From the book “Gesundheit: Good Health Is a Laughing Matter” by Hunter Doherty Adams
At her request, I took my 10 y/o daughter to see the new movie Patch Adams for her birthday. The movie opens with an earlier iteration of Patch in a mental institution, finding that the doctors donÕt offer much treatment but the other patients do, a maxim most mental patients would subscribe to. He decides to become a doctor to help people and finds that medicine is an cold, self serving and impersonal business. Patch personifies the nonconformist, humanist, rebel who defies the impersonal system to bring the warm hearted message “Don’t worry….be happy” to patients starving for the personal touch.
Certainly nothing new there. The attitudes of the movie are certainly very politically correct for the HMO era. If only everyone would stop worrying and be happy, all disease would be eradicated or at least more effectively palliated. His ideology can be summed up, “You treat a disease, you win you lose…you treat a patient and I guarantee you’ll win.” But Patches answer to beating the establishment is bunny ears and bedpan flippers. My kid and the rest of the theater laughed right on que.
But the real thrust of the story went right over all their heads. As they followed the hard line……laughing
6at the best medicine, they didn’t notice is a very effective but hidden sub-plot that suggests that unrestrained acceptance of all the good in people is bad for your health and can kill people. Unlimited acceptance of the verity that laughter is therapeutic medicine quickly leads down the slippery slope to the next logical associated maxim, that if you just find out what people want and give it to them, they will respond better to any kind of therapy. Global acceptance of this dictum resulted in death and destruction right in the middle of the laugh lines.
Cynicism and skepticism are not born of good press but of of reality and experience. The bedside manner of both both the real Patch Adams and Robin Williams amount to nothing more than a buffoonish, scarily maniacal clown act, more likely to trigger relapses and lawsuits than augment a treatment plan. Making children in a cancer ward feel better by a clown act does not necessarily extrapolate to other populations of patients. The stark reality is that people sometimes do worse when given their desires rather than their needs. If simply finding out what patients want and giving it to them was the best medicine, Jerry Lewis could do more in a yearly telethon and all the medical centers in the country.

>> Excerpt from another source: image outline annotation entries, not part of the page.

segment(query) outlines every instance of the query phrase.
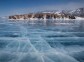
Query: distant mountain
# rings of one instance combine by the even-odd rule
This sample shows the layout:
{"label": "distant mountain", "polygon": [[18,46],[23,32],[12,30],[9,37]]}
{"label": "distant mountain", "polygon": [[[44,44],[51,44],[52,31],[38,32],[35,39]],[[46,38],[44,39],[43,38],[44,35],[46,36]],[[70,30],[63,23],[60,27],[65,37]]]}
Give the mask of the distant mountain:
{"label": "distant mountain", "polygon": [[84,18],[84,8],[78,8],[75,10],[52,10],[52,11],[41,11],[37,13],[29,13],[22,15],[12,15],[8,17],[9,19],[81,19]]}
{"label": "distant mountain", "polygon": [[84,17],[84,8],[78,8],[76,10],[62,10],[62,13],[67,15]]}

The film portrays a current and vapid vision of health care as might be dreamed up by a monster bearing the heads of Hillary Clinton and Edward Kennedy. Health care too expensive, impersonal and bureaucratic? Make it free! On a dude ranch in the Appalachians, with a clown act in every room. Although it plays well in the media, Patches real free clinic that treated 15,000 patients and a 40 bed hospital (In Pennsylvania) that will offer full services all for free is an illusion. The stark reality is that such services utilize scarce resources and they are not free and never will be. Someone, somewhere pays for them at market prices. St. Jude’s also provides effective free medical care, without the clown act.
Patch Adams should have been released in 1992 where it could have served as effective advertising for the Clinton medical plan. I give it one out of five red bulb noses. Had a great sound track.